Bonus lesson: Read Your Novel Aloud

This entry comes with a big tip of the cap to Harlan Coben, who posted on Twitter recently that he reads his manuscript aloud as the final step before submission to the publishing house.

Here's a hint: It works. No, make that "it works great!"

I did this on the fourth read through my novel. What an eye-opener. I think writers get so locked in on small sections of their manuscripts while doing a normal edit that they forget to look at the entire picture. It's that "can't see the forest for the trees" problem. Reading the novel aloud corrects that. Give yourself an entire day's work time to do it, if you have written a novel of any size. Here's what I found once I read aloud:

The pacing wasn't right. I took too long in cutting to the chase (no pun intended). I had some great chapters that exposed my character's voice, and some backstory, that didn't need to be there. There was some good writing. I will admit that. It just didn't belong in the storytelling. So I cut it and condensed the information in small form elsewhere.

There were sentences and phrases that were extraneous. They were left on the cutting room floor.

There still was a typo or two I had missed.

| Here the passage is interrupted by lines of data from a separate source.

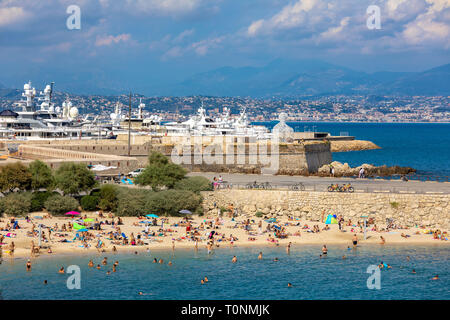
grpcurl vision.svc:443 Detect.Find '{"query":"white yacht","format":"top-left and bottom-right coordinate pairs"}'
top-left (164, 103), bottom-right (270, 139)
top-left (0, 82), bottom-right (107, 140)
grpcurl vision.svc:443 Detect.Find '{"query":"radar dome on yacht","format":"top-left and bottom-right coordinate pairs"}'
top-left (272, 112), bottom-right (294, 142)
top-left (69, 107), bottom-right (78, 118)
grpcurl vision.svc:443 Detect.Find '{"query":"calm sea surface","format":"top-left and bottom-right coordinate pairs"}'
top-left (0, 245), bottom-right (450, 300)
top-left (254, 121), bottom-right (450, 176)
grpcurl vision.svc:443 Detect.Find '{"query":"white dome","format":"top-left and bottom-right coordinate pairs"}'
top-left (69, 107), bottom-right (78, 118)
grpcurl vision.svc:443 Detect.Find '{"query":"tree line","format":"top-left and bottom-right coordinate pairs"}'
top-left (0, 152), bottom-right (212, 216)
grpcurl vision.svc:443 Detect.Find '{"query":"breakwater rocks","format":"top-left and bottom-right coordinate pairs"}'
top-left (203, 190), bottom-right (450, 229)
top-left (330, 140), bottom-right (381, 152)
top-left (317, 161), bottom-right (416, 177)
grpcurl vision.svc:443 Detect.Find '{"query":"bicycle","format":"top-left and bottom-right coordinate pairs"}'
top-left (289, 182), bottom-right (305, 191)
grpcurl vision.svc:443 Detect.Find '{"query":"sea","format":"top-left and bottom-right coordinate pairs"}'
top-left (252, 121), bottom-right (450, 180)
top-left (0, 244), bottom-right (450, 300)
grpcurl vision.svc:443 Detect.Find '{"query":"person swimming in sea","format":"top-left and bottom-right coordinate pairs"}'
top-left (353, 234), bottom-right (358, 247)
top-left (26, 259), bottom-right (31, 271)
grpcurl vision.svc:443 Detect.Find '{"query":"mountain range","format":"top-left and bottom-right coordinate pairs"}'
top-left (0, 59), bottom-right (450, 98)
top-left (172, 60), bottom-right (450, 97)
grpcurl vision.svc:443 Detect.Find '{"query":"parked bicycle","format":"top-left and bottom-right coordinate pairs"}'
top-left (245, 181), bottom-right (272, 190)
top-left (289, 182), bottom-right (305, 191)
top-left (327, 183), bottom-right (355, 193)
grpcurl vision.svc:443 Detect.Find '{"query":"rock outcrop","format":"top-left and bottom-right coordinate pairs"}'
top-left (202, 189), bottom-right (450, 229)
top-left (318, 161), bottom-right (416, 177)
top-left (330, 140), bottom-right (381, 152)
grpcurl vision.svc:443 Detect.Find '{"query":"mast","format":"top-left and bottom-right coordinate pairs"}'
top-left (128, 92), bottom-right (131, 156)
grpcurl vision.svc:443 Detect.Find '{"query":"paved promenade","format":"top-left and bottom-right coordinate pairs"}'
top-left (188, 172), bottom-right (450, 194)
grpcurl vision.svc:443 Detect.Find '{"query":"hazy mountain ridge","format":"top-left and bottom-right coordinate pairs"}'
top-left (0, 59), bottom-right (450, 98)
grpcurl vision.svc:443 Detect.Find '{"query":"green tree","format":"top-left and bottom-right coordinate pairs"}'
top-left (0, 162), bottom-right (32, 192)
top-left (1, 193), bottom-right (31, 216)
top-left (145, 190), bottom-right (202, 216)
top-left (135, 151), bottom-right (187, 191)
top-left (28, 160), bottom-right (54, 190)
top-left (175, 176), bottom-right (213, 193)
top-left (30, 191), bottom-right (54, 212)
top-left (115, 188), bottom-right (153, 217)
top-left (44, 195), bottom-right (79, 215)
top-left (98, 184), bottom-right (118, 211)
top-left (55, 162), bottom-right (96, 195)
top-left (80, 196), bottom-right (99, 211)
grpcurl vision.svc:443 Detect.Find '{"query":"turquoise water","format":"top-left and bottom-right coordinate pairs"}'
top-left (255, 121), bottom-right (450, 177)
top-left (0, 245), bottom-right (450, 300)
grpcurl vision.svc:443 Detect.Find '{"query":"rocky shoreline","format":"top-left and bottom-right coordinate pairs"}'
top-left (317, 161), bottom-right (416, 177)
top-left (330, 140), bottom-right (381, 152)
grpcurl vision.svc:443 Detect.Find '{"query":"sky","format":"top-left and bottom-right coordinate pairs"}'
top-left (0, 0), bottom-right (450, 91)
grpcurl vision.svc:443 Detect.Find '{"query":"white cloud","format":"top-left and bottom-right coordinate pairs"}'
top-left (247, 0), bottom-right (319, 36)
top-left (0, 3), bottom-right (29, 27)
top-left (95, 33), bottom-right (131, 47)
top-left (126, 0), bottom-right (203, 14)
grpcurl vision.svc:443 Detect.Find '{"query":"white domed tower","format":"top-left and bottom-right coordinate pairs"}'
top-left (272, 112), bottom-right (294, 142)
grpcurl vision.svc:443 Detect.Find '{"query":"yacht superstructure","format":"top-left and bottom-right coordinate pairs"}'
top-left (0, 82), bottom-right (102, 140)
top-left (164, 103), bottom-right (270, 139)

I know a publishing house will provide an overall edit and a line-by-line edit behind me, but the copy editor in me wants to get it right the first time.

There was a mistake in sequence. That is changed. (Robert Crais says he had one of his characters meeting another main character for the first time TWICE in his Elvis Cole/Joe Pike series. That can happen when you have written as many novels in a series as Crais has.)

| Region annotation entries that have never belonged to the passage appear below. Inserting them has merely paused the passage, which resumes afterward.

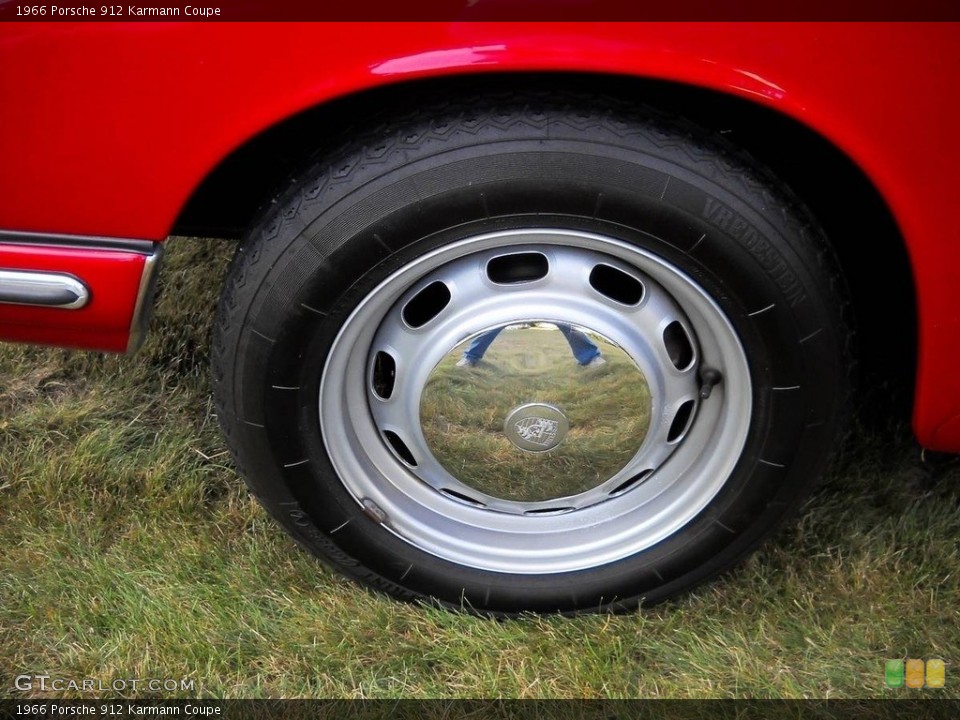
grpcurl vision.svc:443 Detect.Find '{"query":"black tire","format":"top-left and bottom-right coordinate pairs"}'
top-left (214, 95), bottom-right (851, 615)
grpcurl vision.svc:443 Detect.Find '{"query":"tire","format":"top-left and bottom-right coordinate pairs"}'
top-left (214, 94), bottom-right (851, 615)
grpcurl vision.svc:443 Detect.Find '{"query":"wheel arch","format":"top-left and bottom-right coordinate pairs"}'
top-left (173, 73), bottom-right (918, 421)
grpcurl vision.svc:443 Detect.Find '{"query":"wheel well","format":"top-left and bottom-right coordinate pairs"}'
top-left (173, 74), bottom-right (917, 420)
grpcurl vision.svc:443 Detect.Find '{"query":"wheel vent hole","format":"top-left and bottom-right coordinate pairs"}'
top-left (440, 488), bottom-right (486, 507)
top-left (524, 508), bottom-right (575, 515)
top-left (383, 430), bottom-right (417, 467)
top-left (663, 320), bottom-right (693, 370)
top-left (590, 265), bottom-right (644, 305)
top-left (610, 470), bottom-right (653, 497)
top-left (373, 350), bottom-right (397, 400)
top-left (487, 253), bottom-right (550, 285)
top-left (403, 280), bottom-right (450, 328)
top-left (667, 400), bottom-right (695, 442)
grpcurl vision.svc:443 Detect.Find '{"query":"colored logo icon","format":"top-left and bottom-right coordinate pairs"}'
top-left (884, 660), bottom-right (903, 687)
top-left (907, 659), bottom-right (923, 688)
top-left (927, 659), bottom-right (946, 688)
top-left (883, 658), bottom-right (946, 688)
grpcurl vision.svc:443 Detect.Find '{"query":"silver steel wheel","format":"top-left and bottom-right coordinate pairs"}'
top-left (319, 229), bottom-right (752, 574)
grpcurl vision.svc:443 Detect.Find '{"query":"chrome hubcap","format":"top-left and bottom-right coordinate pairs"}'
top-left (320, 229), bottom-right (750, 574)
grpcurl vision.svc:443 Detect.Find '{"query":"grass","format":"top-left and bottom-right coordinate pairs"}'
top-left (0, 239), bottom-right (960, 698)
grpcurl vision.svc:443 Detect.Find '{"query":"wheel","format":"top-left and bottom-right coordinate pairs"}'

There were reactions by characters that didn't fit into the whole scheme well. I am finishing this blog entry and correcting one of those areas. My main character should be ready to charge through a wall because of information he just learned, but I have him reacting more to another bit of action. That's just plain wrong.

Reading aloud ended with me cutting my novel by nearly 5,000 words. That's right, 5,000 words.

WHAT I AM READING NOW: Rereading "Beyond Fear," a nonfiction work I first read probably 17 years ago. It's the account of the first crossing of New Guinea from north to south without the use of motorized craft. It is a marvelous story. Next up: "The Gone Girl," which is likely the favorite to win the Edgar this year.

Comments

  1. We greatly encourage this technique at the writing center where I work. Students are amazed at what their writing "sounds" like when the grammar and punctuation are not right, not to mention when the content does not say what they really wanted to say. I totally agree with you, this really works!!